室内機に目が行きがちなエアコンですが、室外機だってもちろん大切。そうわかってはいても、役割や仕組み、メンテナンスの方法などはよくわからないという方もいることでしょう。そこで、家電のエキスパートである田中 真紀子さんに、室外機にまつわるあれこれを聞いてみました。

運転中は何をしている? 意外と知らない室外機の仕組みと役割

どんな役割があるのか、いまいちわからないエアコンの室外機。でも、田中さんによると「室内機と同じくらい大切なもの」なのだそうです。

「室外機は室内機とセットなので、これがなければ当然ながらエアコンは動作できません。それを踏まえ、最近は各メーカーも室外機の開発に注力してきています。たとえばパナソニックの『エオリア』は、外気温の影響を受けにくい設計。冷房時はたとえ外気温が50℃でも、安定した冷房のパワーを保つことができます。この数字は、あまり見られない高さですね」

そんな室外機は冷暖房時に、一体何を行っているのでしょうか?

以前の記事でもお話ししたように、エアコンは熱が多いところから少ないところへ移動する性質を利用した家電です。大まかに言うと、室内機と室外機はパイプで繋がっており、そのパイプに充填された冷媒ガスが熱を運ぶという構造。

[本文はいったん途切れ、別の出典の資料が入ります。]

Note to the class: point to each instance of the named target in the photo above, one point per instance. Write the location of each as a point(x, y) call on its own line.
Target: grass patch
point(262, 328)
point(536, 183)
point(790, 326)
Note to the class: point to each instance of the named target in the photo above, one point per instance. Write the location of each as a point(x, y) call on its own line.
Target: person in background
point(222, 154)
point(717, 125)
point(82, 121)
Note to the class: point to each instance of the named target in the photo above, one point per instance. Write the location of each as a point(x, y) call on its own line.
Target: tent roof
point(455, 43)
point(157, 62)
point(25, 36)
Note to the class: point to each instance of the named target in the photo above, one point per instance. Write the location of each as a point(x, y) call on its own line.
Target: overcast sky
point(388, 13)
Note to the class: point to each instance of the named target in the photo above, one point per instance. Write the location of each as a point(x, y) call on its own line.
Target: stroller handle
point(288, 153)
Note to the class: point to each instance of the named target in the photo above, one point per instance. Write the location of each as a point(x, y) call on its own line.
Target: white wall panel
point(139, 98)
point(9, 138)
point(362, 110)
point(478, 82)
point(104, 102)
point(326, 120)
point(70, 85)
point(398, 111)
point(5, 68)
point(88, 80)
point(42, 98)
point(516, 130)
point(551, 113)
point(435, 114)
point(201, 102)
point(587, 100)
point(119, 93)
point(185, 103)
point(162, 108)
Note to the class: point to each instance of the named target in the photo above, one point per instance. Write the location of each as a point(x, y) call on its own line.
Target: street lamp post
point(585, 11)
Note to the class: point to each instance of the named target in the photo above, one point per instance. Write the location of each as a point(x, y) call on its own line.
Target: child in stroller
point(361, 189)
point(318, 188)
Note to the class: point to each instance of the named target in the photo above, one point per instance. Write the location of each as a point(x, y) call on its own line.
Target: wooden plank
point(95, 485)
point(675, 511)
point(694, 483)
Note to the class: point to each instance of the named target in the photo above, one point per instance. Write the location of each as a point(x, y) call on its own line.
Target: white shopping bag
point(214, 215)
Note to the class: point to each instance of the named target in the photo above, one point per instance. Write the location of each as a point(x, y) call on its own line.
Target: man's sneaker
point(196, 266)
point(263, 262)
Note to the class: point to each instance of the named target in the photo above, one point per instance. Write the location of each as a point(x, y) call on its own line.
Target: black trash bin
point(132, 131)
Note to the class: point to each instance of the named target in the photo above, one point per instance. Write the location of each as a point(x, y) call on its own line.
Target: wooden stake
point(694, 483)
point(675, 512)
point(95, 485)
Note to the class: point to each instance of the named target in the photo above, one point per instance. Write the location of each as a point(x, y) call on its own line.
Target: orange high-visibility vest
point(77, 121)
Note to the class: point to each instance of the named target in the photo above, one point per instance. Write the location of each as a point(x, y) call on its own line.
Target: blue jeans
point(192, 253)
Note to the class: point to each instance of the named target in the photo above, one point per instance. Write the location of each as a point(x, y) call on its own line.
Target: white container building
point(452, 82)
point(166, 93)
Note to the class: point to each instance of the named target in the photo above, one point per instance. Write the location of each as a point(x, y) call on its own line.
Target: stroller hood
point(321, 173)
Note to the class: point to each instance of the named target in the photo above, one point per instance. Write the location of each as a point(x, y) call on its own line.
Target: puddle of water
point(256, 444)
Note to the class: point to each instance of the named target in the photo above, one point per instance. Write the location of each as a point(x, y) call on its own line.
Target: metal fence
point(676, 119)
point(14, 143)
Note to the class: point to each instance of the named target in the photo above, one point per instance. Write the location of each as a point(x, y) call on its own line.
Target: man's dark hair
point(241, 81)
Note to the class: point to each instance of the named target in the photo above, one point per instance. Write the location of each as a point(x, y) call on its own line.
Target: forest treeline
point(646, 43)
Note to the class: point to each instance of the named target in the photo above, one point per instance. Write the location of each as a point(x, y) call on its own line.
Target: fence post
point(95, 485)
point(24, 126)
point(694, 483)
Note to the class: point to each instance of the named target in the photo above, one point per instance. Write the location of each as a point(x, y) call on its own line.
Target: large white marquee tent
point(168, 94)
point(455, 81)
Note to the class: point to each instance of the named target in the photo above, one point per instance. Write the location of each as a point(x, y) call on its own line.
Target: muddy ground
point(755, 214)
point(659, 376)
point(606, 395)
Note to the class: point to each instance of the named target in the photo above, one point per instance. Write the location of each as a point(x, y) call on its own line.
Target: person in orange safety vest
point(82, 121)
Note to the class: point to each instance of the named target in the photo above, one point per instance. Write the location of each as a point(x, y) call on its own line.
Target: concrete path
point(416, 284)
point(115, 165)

冷媒は熱の輸送トラックのようなもの。室内の空気中にある「熱」を運び、熱交換器が「熱」を交換。冷たくなった空気をまた冷媒が室内に運んでくれる

たとえば冷房時なら、室内機が部屋の空気を取り込み、その空気から熱交換器が熱を取り除くことで冷たい風が出てきます。取り除かれた熱は冷媒ガスに乗って室外機へと移動。室外機のコンプレッサーで圧縮されてさらに高温となり、前述の熱が多いところから少ないところへ移動する原理により大気中に排出されます。この逆のプロセスとなるのが、暖房の場合。室外機が取り込んだ大気中の熱が圧縮され、高温化して室内機へ移動。室内機の熱交換器を通ることで、温かい風となって部屋に送り込まれています」

 

※エオリアXシリーズは、外気温50℃まで対応。(当社測定基準による。CS-X400D2、当社環境試験室(約14畳)、外気温50℃、設定温度25℃で冷房運転。室温が25℃となり、連続運転動作することを確認。)外気温とは室外機の吸い込み温度です。使用環境・設置状況により能力の低下があります。所定の設置スペースを確保してください。

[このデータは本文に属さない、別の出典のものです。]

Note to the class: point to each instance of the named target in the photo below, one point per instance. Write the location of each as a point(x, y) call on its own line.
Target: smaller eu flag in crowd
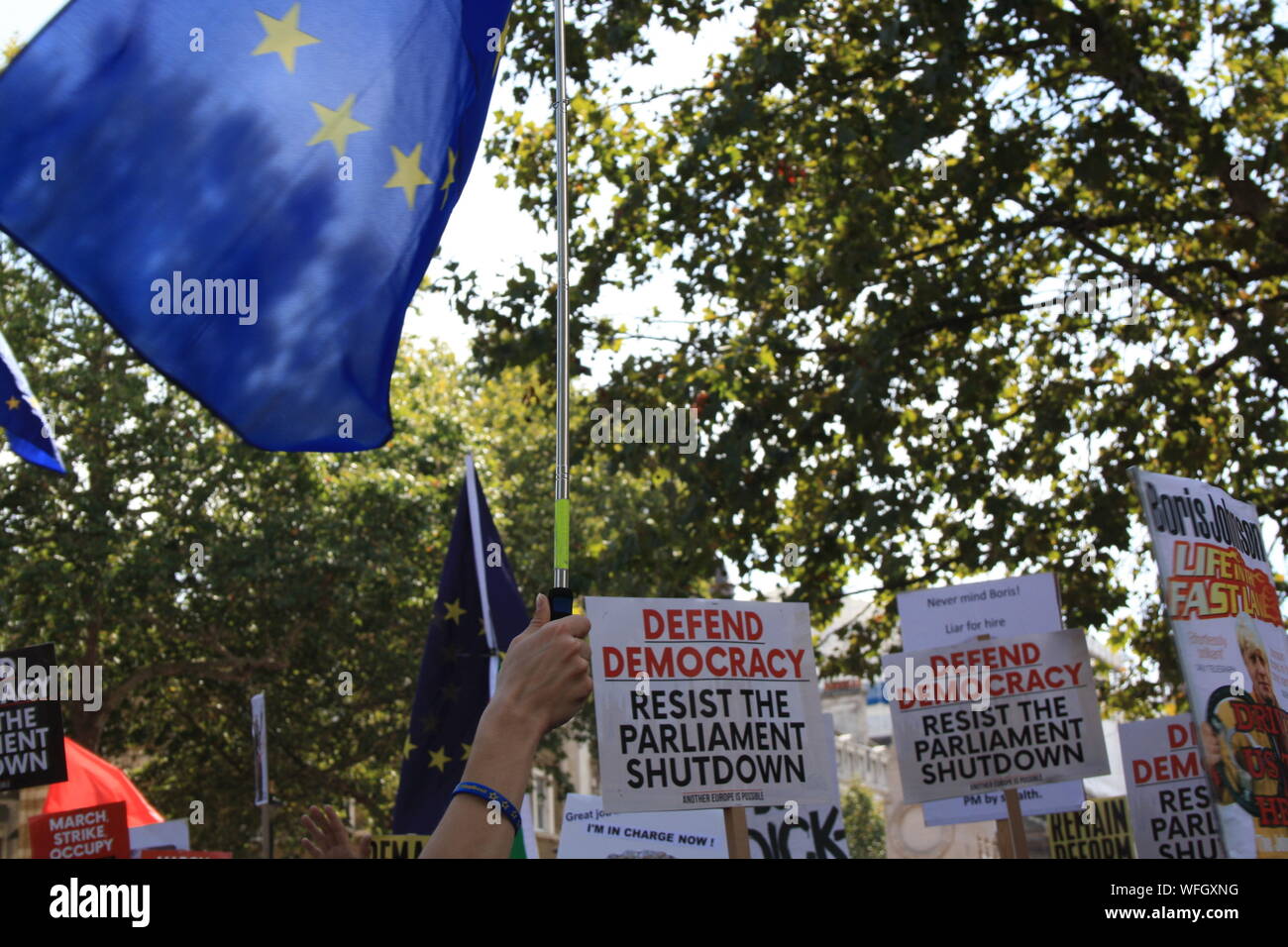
point(30, 433)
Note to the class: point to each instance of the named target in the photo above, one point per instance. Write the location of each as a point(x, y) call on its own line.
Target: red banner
point(97, 831)
point(180, 853)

設置工事で気を付けたいことと、お手入れする際の注意点

設置工事で気を付けたいことと、お手入れする際の注意点

続いて田中さんに教えてもらったのは、室外機の設置について。

「室外機を設置する場所は、一般的に室内機が設置された位置の真裏側の地面が基本です。配管は短い方が、運転効率は良くなります。また、室外機周辺の風通しの良さも効率アップに繋がります。前後左右にどのくらいのスペースが必要かはメーカーが定めているので、確保できる場所に設置しましょう。

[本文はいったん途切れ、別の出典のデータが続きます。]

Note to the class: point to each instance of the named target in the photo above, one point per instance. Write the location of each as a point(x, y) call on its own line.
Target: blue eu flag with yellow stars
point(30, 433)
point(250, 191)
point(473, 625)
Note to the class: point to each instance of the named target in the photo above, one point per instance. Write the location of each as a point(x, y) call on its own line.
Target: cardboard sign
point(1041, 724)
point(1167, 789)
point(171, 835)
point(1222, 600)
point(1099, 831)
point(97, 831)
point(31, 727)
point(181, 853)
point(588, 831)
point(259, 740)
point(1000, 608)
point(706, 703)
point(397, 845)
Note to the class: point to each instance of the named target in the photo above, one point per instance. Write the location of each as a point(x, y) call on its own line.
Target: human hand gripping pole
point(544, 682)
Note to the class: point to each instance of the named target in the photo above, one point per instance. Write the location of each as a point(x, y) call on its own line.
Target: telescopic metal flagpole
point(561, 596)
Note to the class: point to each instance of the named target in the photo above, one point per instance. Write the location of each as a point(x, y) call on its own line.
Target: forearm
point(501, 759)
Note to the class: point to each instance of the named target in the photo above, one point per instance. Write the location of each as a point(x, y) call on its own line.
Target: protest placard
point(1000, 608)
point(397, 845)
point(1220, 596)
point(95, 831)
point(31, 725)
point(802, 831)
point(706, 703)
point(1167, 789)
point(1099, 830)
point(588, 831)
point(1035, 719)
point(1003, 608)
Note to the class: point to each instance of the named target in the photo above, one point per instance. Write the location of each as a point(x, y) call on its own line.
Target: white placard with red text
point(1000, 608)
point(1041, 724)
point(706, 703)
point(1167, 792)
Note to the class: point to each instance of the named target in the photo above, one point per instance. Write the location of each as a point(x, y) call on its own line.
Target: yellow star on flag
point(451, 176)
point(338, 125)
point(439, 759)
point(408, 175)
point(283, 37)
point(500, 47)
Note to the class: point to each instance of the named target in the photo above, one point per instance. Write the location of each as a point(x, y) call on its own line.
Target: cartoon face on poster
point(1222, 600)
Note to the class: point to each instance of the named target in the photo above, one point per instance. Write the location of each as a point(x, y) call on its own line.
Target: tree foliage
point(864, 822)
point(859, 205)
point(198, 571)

冷房を使うシーズンは室外機への直射日光も避けたいところです。室外機周辺の温度が高くなりすぎると効きが弱くなってしまうことがあります。ですが、難しい場合はよしずを立てかけたり、メーカー純正のカバーなどを利用したりして日陰をつくってください。なお、テラスのようにコンクリートの上に設置する場合は、照り返しでより温度が上がります。コンクリートの近くだと50℃近くまで行くこともあるので、注意したいですね。逆に暖房シーズンだと室外機は暖かいほうがいいので、日陰にしないよう、よしずなどは外しておきましょう」

また「前後左右のスペースは、より広めに取っておくといいですよ」と、続ける田中さん。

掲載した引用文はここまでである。